Director Brett Gaylor meets community activists in Skid Row, Los Angeles, where law enforcement has partnered with Amazon’s Ring, with some unintended consequences. On a map, obtained from the police, the activists notice that ‘hot spots' where police predict crimes will occur is based on users’ ‘reports of suspicision’ are often not found in the heart of Skid Row, but on the outskirts, where gentrifying communities live closest totheir less fortunate, often non-white neighbours. “The map was really a gate,” says Pete White of the StopLAPD Spying Coalition, “(it) wasn’t (for) the protection of people inside Skid Row, it was making sure that the people inside Skid Row were unable to travel outside of its boundaries.”

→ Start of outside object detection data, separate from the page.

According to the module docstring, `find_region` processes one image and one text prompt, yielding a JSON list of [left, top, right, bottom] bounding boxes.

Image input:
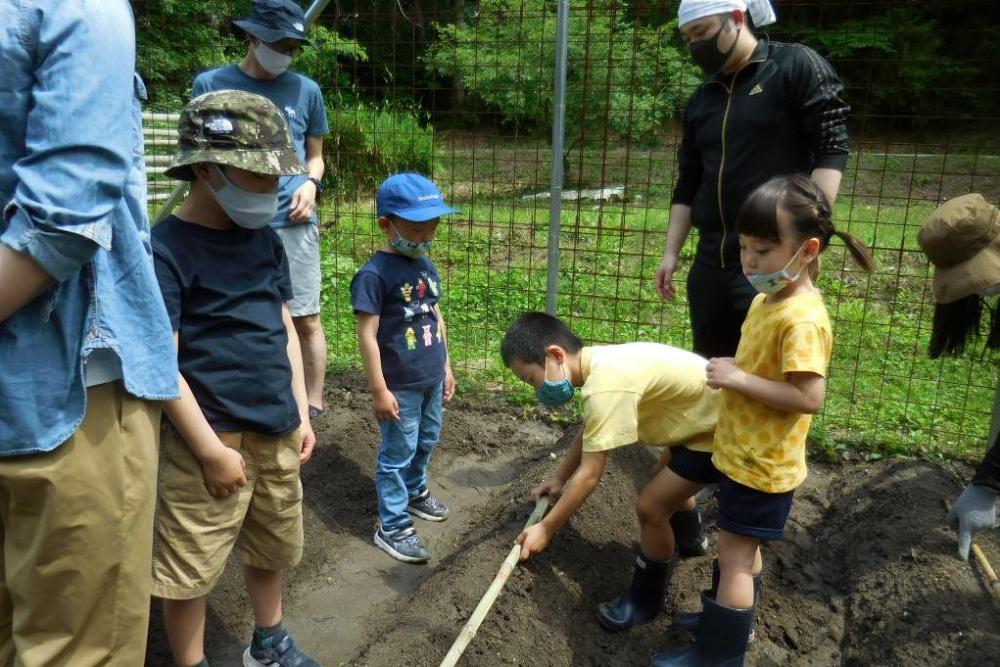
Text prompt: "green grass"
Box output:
[[143, 122, 1000, 459], [323, 184, 998, 458]]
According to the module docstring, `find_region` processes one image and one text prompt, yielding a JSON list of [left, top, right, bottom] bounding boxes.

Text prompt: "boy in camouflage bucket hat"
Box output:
[[153, 90, 317, 667], [166, 90, 305, 181]]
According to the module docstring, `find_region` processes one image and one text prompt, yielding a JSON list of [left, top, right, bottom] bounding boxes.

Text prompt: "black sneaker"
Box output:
[[243, 631, 320, 667], [374, 526, 430, 563]]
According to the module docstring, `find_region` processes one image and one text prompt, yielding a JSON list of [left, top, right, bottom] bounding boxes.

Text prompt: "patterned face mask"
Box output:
[[389, 222, 432, 259], [747, 243, 806, 294], [535, 360, 574, 407]]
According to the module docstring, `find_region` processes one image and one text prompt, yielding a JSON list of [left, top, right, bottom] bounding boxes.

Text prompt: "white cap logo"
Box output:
[[205, 117, 233, 134]]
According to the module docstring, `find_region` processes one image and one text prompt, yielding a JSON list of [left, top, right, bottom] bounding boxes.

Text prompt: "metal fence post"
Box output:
[[545, 0, 569, 315]]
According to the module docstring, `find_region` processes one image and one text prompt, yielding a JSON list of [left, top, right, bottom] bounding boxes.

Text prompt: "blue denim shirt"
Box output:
[[0, 0, 178, 456]]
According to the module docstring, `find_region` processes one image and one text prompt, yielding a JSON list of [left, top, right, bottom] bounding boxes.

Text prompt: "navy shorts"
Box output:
[[715, 475, 795, 540], [667, 445, 722, 484]]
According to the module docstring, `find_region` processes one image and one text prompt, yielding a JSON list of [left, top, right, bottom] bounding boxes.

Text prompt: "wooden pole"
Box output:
[[441, 496, 549, 667]]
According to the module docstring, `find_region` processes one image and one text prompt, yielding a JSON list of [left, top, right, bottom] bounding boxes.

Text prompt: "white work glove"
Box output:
[[948, 484, 997, 560]]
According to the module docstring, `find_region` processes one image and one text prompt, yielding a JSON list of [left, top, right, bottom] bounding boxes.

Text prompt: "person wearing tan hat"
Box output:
[[152, 90, 318, 667], [191, 0, 330, 417], [917, 194, 1000, 560]]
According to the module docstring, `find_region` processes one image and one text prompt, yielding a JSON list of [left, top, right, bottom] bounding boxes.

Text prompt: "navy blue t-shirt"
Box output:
[[351, 250, 447, 390], [153, 216, 300, 436], [191, 65, 330, 227]]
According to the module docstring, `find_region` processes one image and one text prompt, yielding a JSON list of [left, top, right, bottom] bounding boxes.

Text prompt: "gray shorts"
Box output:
[[274, 223, 321, 317]]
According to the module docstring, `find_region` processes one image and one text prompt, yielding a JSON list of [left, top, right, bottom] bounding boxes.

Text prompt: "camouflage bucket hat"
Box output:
[[166, 90, 306, 181]]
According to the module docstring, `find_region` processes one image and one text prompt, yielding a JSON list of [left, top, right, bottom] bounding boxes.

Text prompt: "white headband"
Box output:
[[677, 0, 777, 28]]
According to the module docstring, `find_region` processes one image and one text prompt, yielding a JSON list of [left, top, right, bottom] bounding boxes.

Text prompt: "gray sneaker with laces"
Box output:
[[406, 489, 448, 521], [374, 526, 430, 563]]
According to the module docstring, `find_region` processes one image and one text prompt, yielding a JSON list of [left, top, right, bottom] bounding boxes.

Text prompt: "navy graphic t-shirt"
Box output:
[[351, 250, 447, 390], [153, 216, 300, 436]]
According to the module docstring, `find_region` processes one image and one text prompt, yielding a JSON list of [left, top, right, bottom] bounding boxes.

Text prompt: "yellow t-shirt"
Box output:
[[580, 343, 720, 452], [712, 292, 833, 493]]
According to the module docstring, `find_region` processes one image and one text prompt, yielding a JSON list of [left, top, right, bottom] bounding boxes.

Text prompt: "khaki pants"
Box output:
[[0, 382, 161, 667], [153, 420, 303, 600]]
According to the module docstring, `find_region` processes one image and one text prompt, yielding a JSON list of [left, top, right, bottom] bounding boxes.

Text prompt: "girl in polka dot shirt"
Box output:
[[654, 175, 873, 667]]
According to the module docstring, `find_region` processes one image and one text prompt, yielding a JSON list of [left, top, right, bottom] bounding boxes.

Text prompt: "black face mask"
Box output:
[[688, 23, 742, 76]]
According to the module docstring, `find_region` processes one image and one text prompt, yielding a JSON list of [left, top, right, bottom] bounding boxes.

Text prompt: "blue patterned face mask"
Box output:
[[535, 360, 574, 407], [747, 243, 806, 294], [389, 222, 432, 259]]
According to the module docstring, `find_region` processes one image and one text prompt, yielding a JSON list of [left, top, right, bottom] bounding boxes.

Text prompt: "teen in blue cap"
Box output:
[[192, 0, 330, 417], [351, 173, 459, 563]]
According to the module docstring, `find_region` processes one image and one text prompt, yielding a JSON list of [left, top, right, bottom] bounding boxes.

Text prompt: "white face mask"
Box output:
[[212, 164, 278, 229], [253, 42, 292, 76]]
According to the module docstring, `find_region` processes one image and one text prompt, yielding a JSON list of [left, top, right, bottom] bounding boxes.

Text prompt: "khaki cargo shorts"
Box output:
[[153, 419, 303, 600]]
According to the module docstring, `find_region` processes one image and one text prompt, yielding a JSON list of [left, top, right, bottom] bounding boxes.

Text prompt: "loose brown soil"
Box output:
[[147, 376, 1000, 667]]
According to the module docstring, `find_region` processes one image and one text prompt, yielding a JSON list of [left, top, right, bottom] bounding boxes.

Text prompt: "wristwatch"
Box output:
[[308, 176, 323, 199]]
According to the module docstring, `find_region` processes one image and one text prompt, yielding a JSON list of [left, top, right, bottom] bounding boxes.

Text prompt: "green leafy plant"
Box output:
[[424, 0, 698, 144], [324, 102, 434, 194]]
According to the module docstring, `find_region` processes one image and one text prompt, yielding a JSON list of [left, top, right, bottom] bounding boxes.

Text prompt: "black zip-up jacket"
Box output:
[[672, 38, 850, 267]]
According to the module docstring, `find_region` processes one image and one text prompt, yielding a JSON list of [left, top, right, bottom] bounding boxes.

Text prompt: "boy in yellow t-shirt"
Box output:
[[501, 313, 720, 632]]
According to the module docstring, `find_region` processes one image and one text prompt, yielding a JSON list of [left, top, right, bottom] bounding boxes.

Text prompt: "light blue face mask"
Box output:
[[389, 222, 432, 259], [535, 360, 574, 407], [747, 243, 806, 294], [212, 164, 278, 229]]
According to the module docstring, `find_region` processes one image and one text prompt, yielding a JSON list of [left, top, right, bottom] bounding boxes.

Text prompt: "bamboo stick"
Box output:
[[944, 498, 1000, 605], [440, 496, 549, 667], [972, 542, 1000, 605]]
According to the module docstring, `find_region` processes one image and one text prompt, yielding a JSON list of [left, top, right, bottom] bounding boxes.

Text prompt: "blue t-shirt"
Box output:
[[191, 65, 330, 227], [153, 216, 300, 436], [351, 250, 447, 390]]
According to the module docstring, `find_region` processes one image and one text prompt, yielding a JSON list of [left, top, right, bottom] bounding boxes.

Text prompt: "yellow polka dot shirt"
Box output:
[[712, 292, 833, 493]]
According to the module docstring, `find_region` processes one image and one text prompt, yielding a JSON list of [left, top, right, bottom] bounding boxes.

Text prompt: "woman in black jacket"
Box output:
[[656, 0, 850, 358]]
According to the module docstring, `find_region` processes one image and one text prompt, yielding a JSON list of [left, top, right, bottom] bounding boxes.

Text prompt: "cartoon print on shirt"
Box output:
[[424, 275, 440, 296]]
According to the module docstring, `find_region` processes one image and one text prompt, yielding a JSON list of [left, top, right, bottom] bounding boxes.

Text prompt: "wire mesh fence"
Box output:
[[139, 0, 1000, 455]]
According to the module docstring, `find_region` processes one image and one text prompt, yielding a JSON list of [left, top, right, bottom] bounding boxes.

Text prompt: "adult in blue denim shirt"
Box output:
[[0, 0, 178, 666]]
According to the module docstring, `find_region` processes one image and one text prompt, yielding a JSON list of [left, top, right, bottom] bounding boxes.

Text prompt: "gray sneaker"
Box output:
[[406, 490, 448, 521], [374, 526, 430, 563]]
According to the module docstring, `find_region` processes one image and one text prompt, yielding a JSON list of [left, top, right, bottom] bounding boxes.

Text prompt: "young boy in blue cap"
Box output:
[[351, 173, 459, 563]]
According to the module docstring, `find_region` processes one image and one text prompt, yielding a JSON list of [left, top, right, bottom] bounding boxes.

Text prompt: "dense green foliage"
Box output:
[[133, 0, 997, 135], [425, 0, 698, 141]]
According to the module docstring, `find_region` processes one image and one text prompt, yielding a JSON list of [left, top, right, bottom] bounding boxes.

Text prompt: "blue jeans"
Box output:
[[375, 382, 443, 531]]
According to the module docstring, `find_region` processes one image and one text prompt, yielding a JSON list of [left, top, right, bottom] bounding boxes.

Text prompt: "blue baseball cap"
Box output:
[[375, 172, 461, 222]]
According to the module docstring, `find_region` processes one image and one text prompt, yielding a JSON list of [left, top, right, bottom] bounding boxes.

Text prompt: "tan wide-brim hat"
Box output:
[[917, 194, 1000, 303]]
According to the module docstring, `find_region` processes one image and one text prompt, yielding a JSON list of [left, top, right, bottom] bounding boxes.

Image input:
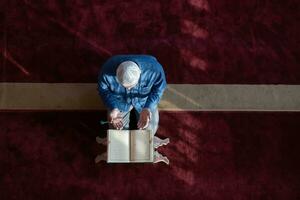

A neighborhood watch program called “Neighbors,” utilizing Ring footage volunteered by members of the community, assists law enforcement in crime suppression.
However, DEI activists, invoking Trayvon Martin, have denounced the program as racist as they predictably implicate minority groups — predictably, of course, because minorities statistically, as a matter of objective reality, disproportionately commit both property and violent crime.
Via CBS (emphasis added):
In May 2019, the El Monte Police Department in California began a partnership with Ring, the Amazon-owned company best known for its motion sensor video doorbells and home security cameras. Ring cameras can be linked to its crime-sharing social media app called Neighbors. Police Chief David Reynoso explained, "If someone has a Ring camera, they download the software and then they choose to be part of the El Monte Police Department Neighbors Portal, then not only can the police department see it, but every other neighbor who's part of that portal gets to see it also."
The Neighbors Portal is an extension of the Neighbors app that allows police officers to view and comment on public posts as verified law enforcement. Police departments can share information about crime and safety events. They can also ask for help on active investigations by creating a so-called "geofence" around a crime location and requesting video footage captured on home security cameras filmed at specific times…
But for many, the growing popularity of these digitized versions of neighborhood watch programs is cause for alarm.
In 2019, Motherboard individually reviewed more than 100 user-submitted posts in the Neighbors app over two months in the New York City area. They found that the majority of people reported as "suspicious" were people of color. Nextdoor, an app originally meant for communication between neighbors, also had its share of controversies with complaints about racial profiling by some using the app.
"These apps are dangerous because they not only reflect people's biases about marginalized people, but these apps legitimize that bias as an effective guide for addressing crime," wrote Myaisha Hayes, campaign director at Media Justice, a civil rights organization focused on equity in the digital age.
Hayes warns these apps are digitizing the same type of racial profiling associated with traditional neighborhood watch programs. "We know, given the murder of Trayvon Martin, that this bias can have life-threatening consequences for Black and brown people who may be passing through your neighborhood," she wrote in a statement to CBS News.
So, if you live in a blue city, you might soon wave goodbye to your personal security systems and submit to the criminals or incur the wrath of the state.